Monday, August 11, 2008

Victory Conditions

How do I see myself succeeding at this game design game? I'd like to create something playable; something fun. I see three main ways this might be achieved, three kinds of games, or more accurately three kinds of game designs, that might forge that path.

1. The real game. The traditional-sized, fairly complex game that doesn't reinvent the hobby, but that I just happen to make better than average through some effective designing. This is the hardest to accomplish, the hardest to prototype, and the most daunting to playtest.
My Examples: Pirate coop, nearly every early game I designed
Real-World Successes: Puerto Rico, Arkham Horror, most games.

2. The simple game. Sure its not the best game you ever played, but its an illustration of a clever mechanic or interaction, and it was obviously designed as a "small" game. Pet games might use cheap components, or existing components like traditional dice or cards, piecepacks, or minimal custom decks. Can seem unexciting, but are far more feasible to prototype and play.
My Examples: Several designs, tellingly though, few that get talked about here.
Real-World Successes: Many public domain games, many cheapass games, card games such as 6-nimmt and rage, For Sale, many smaller Knizia games.

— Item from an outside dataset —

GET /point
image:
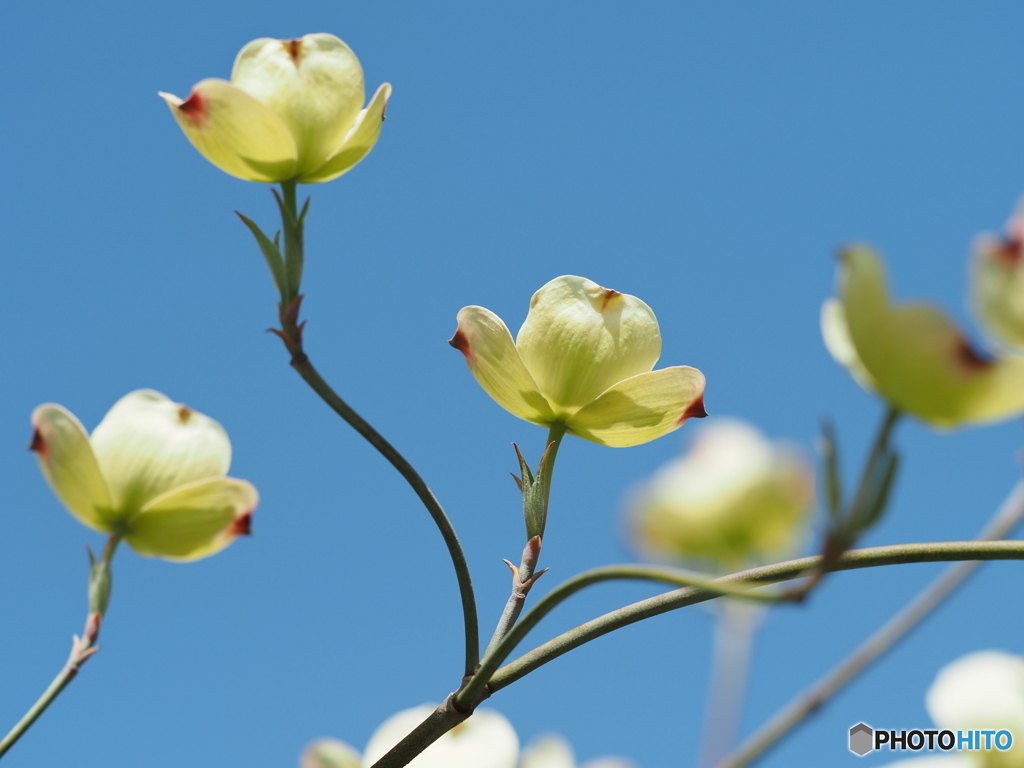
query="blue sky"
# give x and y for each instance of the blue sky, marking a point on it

3. The innovative game. Take a simple idea and make it fly, providing something really new, without necessarily recombining things that you'd seen in the past. This best explained through:
Real World Successes: Apples to Apples was able to go with nothing but a decko f words and like 3 rules to create gameplay. Tales of the Arabian Nights brought the book of tales concept to its full height (and most of the rules they added afterwards really weren't necessary). Finstere Flure built a simple set of rules around the idea of an autonomous monster, Roborally added some (too many, perhaps) rules around the basic notion of prealigning moves with a card each. Magic obviously blew things up with its collectible notion (though the game itself is one of the most complex around if you really get down into it).

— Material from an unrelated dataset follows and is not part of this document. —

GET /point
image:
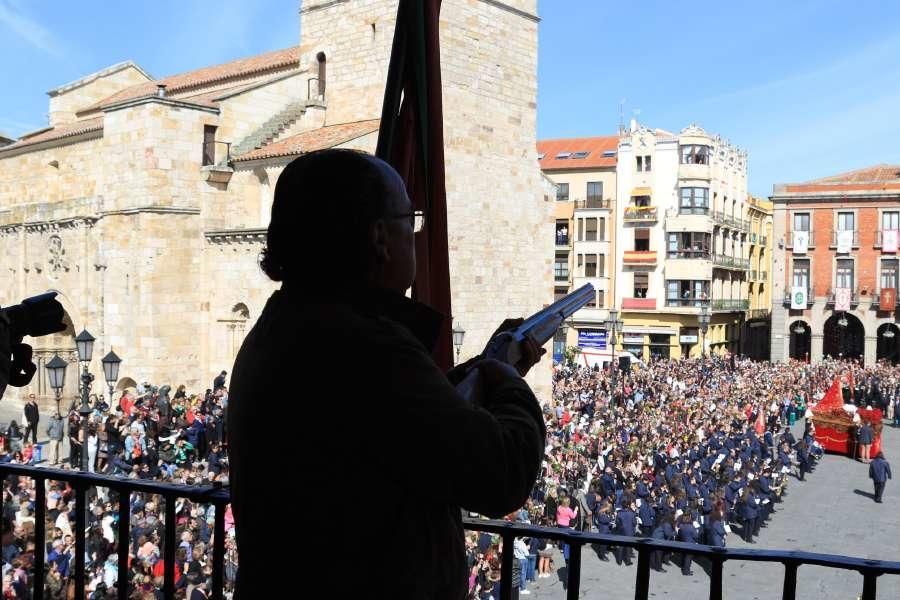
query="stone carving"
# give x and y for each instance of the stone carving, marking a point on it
(57, 260)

The real game is the hardest to create, the hardest to work with, but its easy to slip into. I often start with something simple or innovative, and I really like it. But it doesn't quite work, and I can't quite get it to come together, but I liked the original idea enough that I can't really let go of it. Soon I've painted myself into a corner, and don't know it, or cling onto the idea anyway. Making a real game work requires, as I've described recently, resources and/or bravery that I currently don't have, and rather than fight it, I'd like to satisfy myself with smaller designs for a while. So, how to proceed.

1) Accept the growth and go ahead and try to make the "real" designs that start to emerge work.
2) Show more discipline in keeping ideas simple. Easier said than done, but something I'm working on.
3) Generate more simple ideas, creating a large number of them, and not getting too attached to any one.

This last one is where I'm going with all this. It seems a little unintuitive, essentially a strategy of quitting. To explain: I think its far, far too easy in design in general, and game design in particular, to get hung up on a given idea, work out some additional rules/constraints/decisions to make it work, get locked into those ideas, and find yourself in a failing state in the space of possible designs, without the will/wisdom/wherewithall to know how to salvage what was working. In fact, in the midst of working on a given idea, I'd say its nearly impossible to even throw away everything other than the core idea and try a different direction on it, let alone retreat to a more complete, later, partially successful state.

But that idea was good - what's needed is a way to keep it, but to get a clean conceptual start on it. I wonder if rather than hashing out a single idea, it would be wiser to create a large number of ideas, take a stab at working out each, but then log them, move on, and use the time working on newer ideas as a palette cleansing period to take on those that have fallen by the side.

Perhaps I'm not succeeding in explaining the motivations behind this process, let alone the process itself. But I want to find a way to:
1) ride that enthusiasm of an idea, which is fun
2) explore it a bit
3) but not keep pounding on it until its broken
4) find away to return to it later

In short, going a bit more breadth first with my design process for a bit - increasing my chances of keeping the core good ideas straight and sticking to those simple and innovative games without letting the need to make them work distort them. This might involve a more rigorous approach to my sketchbooks and filing, or might emply this blog somehow. We'll see.